Architecture is a fat client + thin stateless backend. Flutter app on the user's device holds: SQLite (Drift) for structured data, ObjectBox for vector embeddings, TensorFlow Lite for on-device embedding inference, and a memory graph in Apache AGE format. Backend is FastAPI with four routes: auth, LLM proxy, billing, and a relationship-inference sync endpoint that operates on anonymized tokens (PERSON_1, EMAIL_1) only.
The LLM proxy supports four providers (Anthropic, OpenAI, Gemini, Groq) via a factory pattern. Default tier is Groq with Llama 3.3 70B — free, fast, and good enough for most chat. Premium tiers unlock Claude / Gemini / GPT-4o. Token-quota tracking happens server-side; conversation contents do not.
Anonymize on-device before any backend call
When the local agent needs to call the backend (for relationship inference, embeddings, etc.), it pre-tokenizes PII: real names become PERSON_1, real emails become EMAIL_1, real addresses become ADDR_1. The backend receives only tokens; the de-anonymization map stays on-device. This makes 'we don't see your data' an architectural property, not a marketing claim.
Drift + ObjectBox + TFLite, not a cloud vector DB
The whole point is on-device. Drift for relational, ObjectBox for vectors, TensorFlow Lite for embeddings — three local stores stitched together with Riverpod. Pinecone or Weaviate would have been easier; they would also have defeated the entire premise.
Apache AGE for the memory graph
Conversations build up a relationship graph (people, places, events, references). Apache AGE gives a graph query layer on top of Postgres for the (rare) cases the user opts into cloud sync. On-device, the same graph shape lives in Drift with manual edge tables. Same model, two backends.
Postgres extension that adds Cypher-style graph queries. Lets the same memory-graph model live on-device (Drift edge tables) and in the optional cloud sync (AGE) without a schema port.
Full on-device embedding + vector search. No cloud dependency for similarity, no Pinecone bill, no privacy compromise.

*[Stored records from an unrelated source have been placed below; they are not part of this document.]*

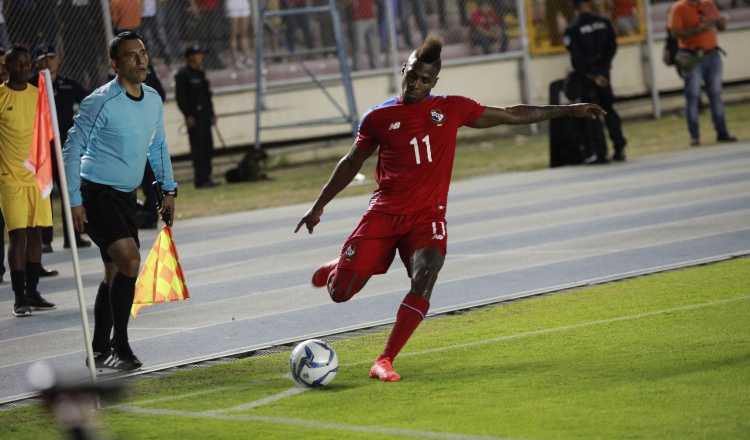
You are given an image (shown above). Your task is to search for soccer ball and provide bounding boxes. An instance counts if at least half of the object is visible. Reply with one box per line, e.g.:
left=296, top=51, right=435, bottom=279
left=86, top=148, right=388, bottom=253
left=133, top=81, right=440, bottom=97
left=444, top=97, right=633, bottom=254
left=289, top=339, right=339, bottom=387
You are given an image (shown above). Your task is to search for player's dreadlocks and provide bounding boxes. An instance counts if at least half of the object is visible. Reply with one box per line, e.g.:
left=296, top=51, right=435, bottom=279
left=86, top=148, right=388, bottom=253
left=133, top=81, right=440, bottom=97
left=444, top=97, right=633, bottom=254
left=409, top=34, right=443, bottom=71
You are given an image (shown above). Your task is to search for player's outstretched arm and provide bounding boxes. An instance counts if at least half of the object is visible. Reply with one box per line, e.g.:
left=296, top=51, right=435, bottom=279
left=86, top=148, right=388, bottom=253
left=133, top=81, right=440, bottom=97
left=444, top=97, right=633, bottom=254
left=294, top=144, right=375, bottom=234
left=473, top=104, right=607, bottom=128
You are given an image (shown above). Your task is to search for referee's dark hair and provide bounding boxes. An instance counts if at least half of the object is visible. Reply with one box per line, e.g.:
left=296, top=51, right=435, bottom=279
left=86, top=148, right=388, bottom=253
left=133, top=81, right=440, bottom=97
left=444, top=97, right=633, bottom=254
left=5, top=43, right=29, bottom=65
left=107, top=31, right=143, bottom=61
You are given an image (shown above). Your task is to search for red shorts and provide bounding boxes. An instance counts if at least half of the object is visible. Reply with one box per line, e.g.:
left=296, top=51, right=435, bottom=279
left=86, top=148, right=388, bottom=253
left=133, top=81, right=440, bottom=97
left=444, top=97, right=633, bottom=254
left=337, top=210, right=448, bottom=277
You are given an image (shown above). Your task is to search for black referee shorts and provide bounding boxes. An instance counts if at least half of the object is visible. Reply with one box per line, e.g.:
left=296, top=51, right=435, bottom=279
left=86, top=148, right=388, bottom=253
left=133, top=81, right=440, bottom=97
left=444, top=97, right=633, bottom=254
left=81, top=179, right=141, bottom=263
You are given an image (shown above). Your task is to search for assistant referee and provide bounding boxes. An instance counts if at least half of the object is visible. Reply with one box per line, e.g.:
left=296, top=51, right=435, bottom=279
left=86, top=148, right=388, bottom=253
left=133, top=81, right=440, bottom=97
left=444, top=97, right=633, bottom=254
left=63, top=31, right=177, bottom=371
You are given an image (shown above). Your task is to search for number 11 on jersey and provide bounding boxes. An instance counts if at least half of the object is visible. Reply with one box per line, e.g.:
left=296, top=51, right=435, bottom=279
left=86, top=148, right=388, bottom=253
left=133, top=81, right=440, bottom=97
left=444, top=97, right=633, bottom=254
left=409, top=134, right=432, bottom=165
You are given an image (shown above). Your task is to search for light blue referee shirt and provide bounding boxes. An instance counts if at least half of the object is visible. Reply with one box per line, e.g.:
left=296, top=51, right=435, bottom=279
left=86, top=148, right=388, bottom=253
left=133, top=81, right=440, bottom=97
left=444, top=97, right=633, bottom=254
left=63, top=78, right=177, bottom=206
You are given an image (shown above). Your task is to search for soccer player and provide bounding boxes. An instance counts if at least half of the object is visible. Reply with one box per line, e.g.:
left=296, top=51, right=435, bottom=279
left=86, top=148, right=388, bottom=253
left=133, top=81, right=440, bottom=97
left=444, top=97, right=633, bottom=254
left=63, top=31, right=177, bottom=371
left=294, top=35, right=605, bottom=382
left=0, top=44, right=55, bottom=316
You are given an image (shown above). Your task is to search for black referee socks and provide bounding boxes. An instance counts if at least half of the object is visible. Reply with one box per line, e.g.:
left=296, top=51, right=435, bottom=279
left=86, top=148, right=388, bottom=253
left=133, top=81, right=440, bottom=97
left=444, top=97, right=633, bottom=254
left=109, top=272, right=136, bottom=344
left=91, top=281, right=112, bottom=353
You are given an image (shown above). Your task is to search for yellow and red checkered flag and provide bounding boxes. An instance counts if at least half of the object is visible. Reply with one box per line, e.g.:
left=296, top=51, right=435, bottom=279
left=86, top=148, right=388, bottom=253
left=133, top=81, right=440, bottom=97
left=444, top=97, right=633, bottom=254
left=23, top=72, right=55, bottom=199
left=130, top=226, right=190, bottom=318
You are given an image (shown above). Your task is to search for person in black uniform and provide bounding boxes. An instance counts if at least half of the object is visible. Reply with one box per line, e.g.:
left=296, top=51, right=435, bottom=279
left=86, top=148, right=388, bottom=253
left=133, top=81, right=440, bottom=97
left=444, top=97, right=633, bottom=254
left=563, top=0, right=627, bottom=164
left=29, top=43, right=91, bottom=256
left=175, top=44, right=218, bottom=188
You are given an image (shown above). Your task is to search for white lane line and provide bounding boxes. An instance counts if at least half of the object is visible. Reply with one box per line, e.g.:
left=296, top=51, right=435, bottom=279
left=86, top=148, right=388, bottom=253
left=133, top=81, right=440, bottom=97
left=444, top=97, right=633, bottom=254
left=202, top=385, right=312, bottom=415
left=341, top=295, right=750, bottom=367
left=117, top=376, right=284, bottom=408
left=117, top=405, right=510, bottom=440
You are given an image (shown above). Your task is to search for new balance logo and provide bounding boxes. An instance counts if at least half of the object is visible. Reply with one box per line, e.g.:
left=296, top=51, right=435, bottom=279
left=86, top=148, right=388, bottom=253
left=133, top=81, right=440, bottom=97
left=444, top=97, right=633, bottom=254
left=432, top=222, right=445, bottom=240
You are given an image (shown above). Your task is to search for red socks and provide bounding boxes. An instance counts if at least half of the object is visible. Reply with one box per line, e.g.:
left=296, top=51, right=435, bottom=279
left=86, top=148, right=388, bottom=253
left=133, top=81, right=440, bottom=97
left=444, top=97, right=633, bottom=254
left=378, top=292, right=430, bottom=360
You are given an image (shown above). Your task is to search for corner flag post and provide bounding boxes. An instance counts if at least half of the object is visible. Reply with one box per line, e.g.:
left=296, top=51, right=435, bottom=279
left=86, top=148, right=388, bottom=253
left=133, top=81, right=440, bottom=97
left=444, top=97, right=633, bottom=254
left=39, top=69, right=96, bottom=383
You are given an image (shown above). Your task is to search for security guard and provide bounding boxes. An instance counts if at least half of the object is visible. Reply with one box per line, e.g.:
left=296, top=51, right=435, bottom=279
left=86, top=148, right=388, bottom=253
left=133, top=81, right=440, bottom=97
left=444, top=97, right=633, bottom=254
left=175, top=44, right=218, bottom=188
left=29, top=43, right=91, bottom=254
left=563, top=0, right=627, bottom=164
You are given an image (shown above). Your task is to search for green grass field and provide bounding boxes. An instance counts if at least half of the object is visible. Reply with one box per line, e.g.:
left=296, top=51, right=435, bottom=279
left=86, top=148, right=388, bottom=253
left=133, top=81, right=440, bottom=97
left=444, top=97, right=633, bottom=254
left=0, top=258, right=750, bottom=439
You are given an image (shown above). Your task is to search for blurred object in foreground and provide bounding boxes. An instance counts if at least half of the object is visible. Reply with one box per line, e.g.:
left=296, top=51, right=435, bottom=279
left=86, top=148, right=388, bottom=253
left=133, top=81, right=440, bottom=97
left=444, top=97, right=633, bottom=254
left=26, top=361, right=123, bottom=440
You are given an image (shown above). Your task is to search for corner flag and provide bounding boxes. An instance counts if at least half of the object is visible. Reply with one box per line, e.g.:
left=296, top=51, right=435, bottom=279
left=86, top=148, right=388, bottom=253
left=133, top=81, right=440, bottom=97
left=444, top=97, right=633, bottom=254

PERSON_1, EMAIL_1, ADDR_1 tokenization happens before any backend call. The de-anonymization map never leaves the device. Makes 'we don't see your data' an architectural property, not marketing.
Groq's LPU inference is sub-100ms first-token. Free tier on Llama 3.3 70B beats GPT-3.5 quality at zero variable cost — enables a generous free product without venture capital.

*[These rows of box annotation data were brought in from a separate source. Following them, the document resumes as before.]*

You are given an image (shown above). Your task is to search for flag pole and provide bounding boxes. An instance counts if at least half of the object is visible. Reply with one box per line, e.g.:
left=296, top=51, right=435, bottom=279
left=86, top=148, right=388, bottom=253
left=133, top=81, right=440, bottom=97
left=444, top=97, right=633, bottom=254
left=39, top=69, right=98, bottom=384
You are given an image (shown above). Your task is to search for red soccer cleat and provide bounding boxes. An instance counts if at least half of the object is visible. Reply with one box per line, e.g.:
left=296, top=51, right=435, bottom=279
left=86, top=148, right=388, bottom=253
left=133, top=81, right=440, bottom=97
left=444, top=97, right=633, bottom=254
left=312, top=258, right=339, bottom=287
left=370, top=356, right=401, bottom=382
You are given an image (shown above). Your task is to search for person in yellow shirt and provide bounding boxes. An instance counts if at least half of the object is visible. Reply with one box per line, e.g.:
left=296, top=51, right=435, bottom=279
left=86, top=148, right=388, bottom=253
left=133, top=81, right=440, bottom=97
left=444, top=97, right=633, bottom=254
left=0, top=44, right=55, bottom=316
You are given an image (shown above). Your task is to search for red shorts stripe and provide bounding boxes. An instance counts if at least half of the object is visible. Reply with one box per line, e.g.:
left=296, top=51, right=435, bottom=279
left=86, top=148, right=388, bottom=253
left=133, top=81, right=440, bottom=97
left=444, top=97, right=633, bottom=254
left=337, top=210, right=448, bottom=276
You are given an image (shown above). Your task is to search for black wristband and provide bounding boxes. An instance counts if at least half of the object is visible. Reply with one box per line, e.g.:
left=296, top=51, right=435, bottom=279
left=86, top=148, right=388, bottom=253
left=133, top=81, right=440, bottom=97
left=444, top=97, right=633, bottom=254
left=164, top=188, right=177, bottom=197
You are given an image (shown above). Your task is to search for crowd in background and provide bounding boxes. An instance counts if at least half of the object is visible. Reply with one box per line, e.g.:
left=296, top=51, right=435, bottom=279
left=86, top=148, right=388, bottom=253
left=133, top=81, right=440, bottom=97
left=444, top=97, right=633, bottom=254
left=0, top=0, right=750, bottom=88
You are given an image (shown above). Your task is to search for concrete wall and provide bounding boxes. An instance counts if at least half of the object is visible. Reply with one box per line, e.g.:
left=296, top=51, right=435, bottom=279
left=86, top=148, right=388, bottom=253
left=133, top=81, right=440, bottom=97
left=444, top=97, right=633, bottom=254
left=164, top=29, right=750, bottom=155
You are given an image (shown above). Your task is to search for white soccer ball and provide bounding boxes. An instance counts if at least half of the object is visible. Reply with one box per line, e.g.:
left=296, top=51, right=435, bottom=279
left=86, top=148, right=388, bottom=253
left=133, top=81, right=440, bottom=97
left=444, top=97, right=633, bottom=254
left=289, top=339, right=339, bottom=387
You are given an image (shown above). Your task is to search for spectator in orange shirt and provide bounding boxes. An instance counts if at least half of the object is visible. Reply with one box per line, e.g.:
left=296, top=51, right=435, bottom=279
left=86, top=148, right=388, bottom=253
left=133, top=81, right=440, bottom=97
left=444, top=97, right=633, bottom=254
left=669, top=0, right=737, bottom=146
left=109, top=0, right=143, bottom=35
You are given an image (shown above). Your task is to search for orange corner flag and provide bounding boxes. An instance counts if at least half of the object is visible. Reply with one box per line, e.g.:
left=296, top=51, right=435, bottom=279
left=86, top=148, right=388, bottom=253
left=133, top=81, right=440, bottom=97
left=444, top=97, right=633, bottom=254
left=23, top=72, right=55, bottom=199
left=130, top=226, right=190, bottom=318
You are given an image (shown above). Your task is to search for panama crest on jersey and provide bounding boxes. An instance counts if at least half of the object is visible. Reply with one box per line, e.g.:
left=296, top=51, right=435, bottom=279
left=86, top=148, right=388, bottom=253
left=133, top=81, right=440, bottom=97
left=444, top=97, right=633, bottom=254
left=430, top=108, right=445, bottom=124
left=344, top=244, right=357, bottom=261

Provider-pluggable inference. The factory pattern is a 2026 default for any serious AI product — single-vendor lock-in is too risky.
- →On-device privacy is mostly an architecture problem, not a UX problem. Once you commit to 'backend never sees real data,' the feature set falls out: streaming inference is fine because the proxy is stateless; any feature that requires cross-user data (e.g., 'find friends nearby') has to be reframed or dropped.
- →Flutter + FastAPI is a productive pairing for fat-client apps. Drift's code generation and Riverpod's testability made the on-device layer feel server-grade.
- →The hardest part was building the anonymization layer that's good enough to send to a cloud LLM without leaking implicit PII (e.g., 'my friend who owns the bakery in Park Slope' is identifying even after name redaction).